Depois disso, dos 3 anos e meio aos 4 e meio, vem o que se chama de período pré-edípico, seguido pela fase edípica clássica ao redor dos 5 anos. Estas fases são bem mais complexas do que as anteriores e é aqui que haverá a separação dos gêneros masculino e feminino e a formação da identificação com um deles e o contato com os impulsos hetero e homossexuais. Resumidamente, por não ser de tanto interesse aqui, podemos dizer que os meninos rapidamente descobrem que possuem um “pipi”. O papai também tem, mas a mamãe não tem... Como pode ser isso? O “pipi” do papai lhe dá super-poderes extraordinários! Ele pode falar com aquela vozona grossa, ele é alto e forte. Até mesmo a mamãe, que também tem lá seus super-poderes, recua frente o poder do “pipi” do pai. Se o menino também tem um “pipi”(se bem que nada comparável com aquele lá do papai), ele também deve possuir esses super-poderes. Porque não usá-los para conseguir tudo o que quer? Mas como? Ora, exatamente como faz o papai: contra a mamãe. E assim o menino faz.

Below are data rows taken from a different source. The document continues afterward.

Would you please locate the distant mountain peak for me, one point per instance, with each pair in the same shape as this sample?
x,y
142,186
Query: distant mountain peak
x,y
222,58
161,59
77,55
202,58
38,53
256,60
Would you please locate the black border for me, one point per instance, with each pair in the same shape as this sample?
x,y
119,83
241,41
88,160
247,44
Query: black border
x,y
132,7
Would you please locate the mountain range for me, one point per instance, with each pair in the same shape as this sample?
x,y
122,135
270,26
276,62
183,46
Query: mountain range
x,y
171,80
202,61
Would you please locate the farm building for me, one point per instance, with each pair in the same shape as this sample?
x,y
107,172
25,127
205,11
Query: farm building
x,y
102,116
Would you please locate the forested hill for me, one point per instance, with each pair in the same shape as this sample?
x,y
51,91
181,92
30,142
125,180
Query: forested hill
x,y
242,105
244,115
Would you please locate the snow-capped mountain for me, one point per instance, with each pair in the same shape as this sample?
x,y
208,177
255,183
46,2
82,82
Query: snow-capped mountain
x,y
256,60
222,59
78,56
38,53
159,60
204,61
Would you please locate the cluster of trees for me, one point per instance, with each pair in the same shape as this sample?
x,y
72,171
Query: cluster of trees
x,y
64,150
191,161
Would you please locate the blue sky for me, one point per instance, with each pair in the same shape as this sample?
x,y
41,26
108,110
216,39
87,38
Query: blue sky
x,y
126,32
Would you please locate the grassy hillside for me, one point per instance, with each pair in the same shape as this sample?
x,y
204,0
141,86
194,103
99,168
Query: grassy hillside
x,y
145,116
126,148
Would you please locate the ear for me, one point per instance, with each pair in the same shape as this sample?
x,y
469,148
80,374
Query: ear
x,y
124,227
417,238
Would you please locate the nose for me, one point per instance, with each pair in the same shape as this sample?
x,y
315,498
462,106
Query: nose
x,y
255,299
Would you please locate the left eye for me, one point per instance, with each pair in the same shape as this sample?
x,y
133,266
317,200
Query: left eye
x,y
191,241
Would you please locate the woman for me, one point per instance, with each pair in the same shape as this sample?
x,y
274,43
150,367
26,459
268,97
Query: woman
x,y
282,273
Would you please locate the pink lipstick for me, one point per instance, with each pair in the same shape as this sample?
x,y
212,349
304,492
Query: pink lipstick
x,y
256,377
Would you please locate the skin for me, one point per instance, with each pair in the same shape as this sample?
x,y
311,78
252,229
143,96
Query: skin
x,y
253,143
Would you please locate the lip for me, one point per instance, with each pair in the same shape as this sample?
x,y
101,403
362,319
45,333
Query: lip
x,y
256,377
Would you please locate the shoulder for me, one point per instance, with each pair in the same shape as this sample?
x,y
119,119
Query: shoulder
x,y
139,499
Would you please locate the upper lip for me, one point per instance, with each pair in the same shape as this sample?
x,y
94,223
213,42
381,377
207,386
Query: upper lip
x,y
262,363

Totalmente seduzida e “domada” pelos poderes mágicos do “pipi”, a mamãe se torna dócil, meiga e gentil. A mamãe faz aquelas comidas gostosas, faz carinho e brinca bastante. Pena que de noite o papai volta lá do trabalho e tudo acaba, porque tem aquela coisa que se chama “hora de dormir”. O papai usa o poder do “pipi” dele p’ra expulsar o menino da presença da “fada madrinha” e o tranca lá naquele lugar escuro e chato chamado "quarto". O papai é assim como um “dragão malvado” que cospe fogo pela boca, um “gigante horroroso” e forte que leva a “fada madrinha” p’ra lá... O menino odeia o pai e ama a mãe.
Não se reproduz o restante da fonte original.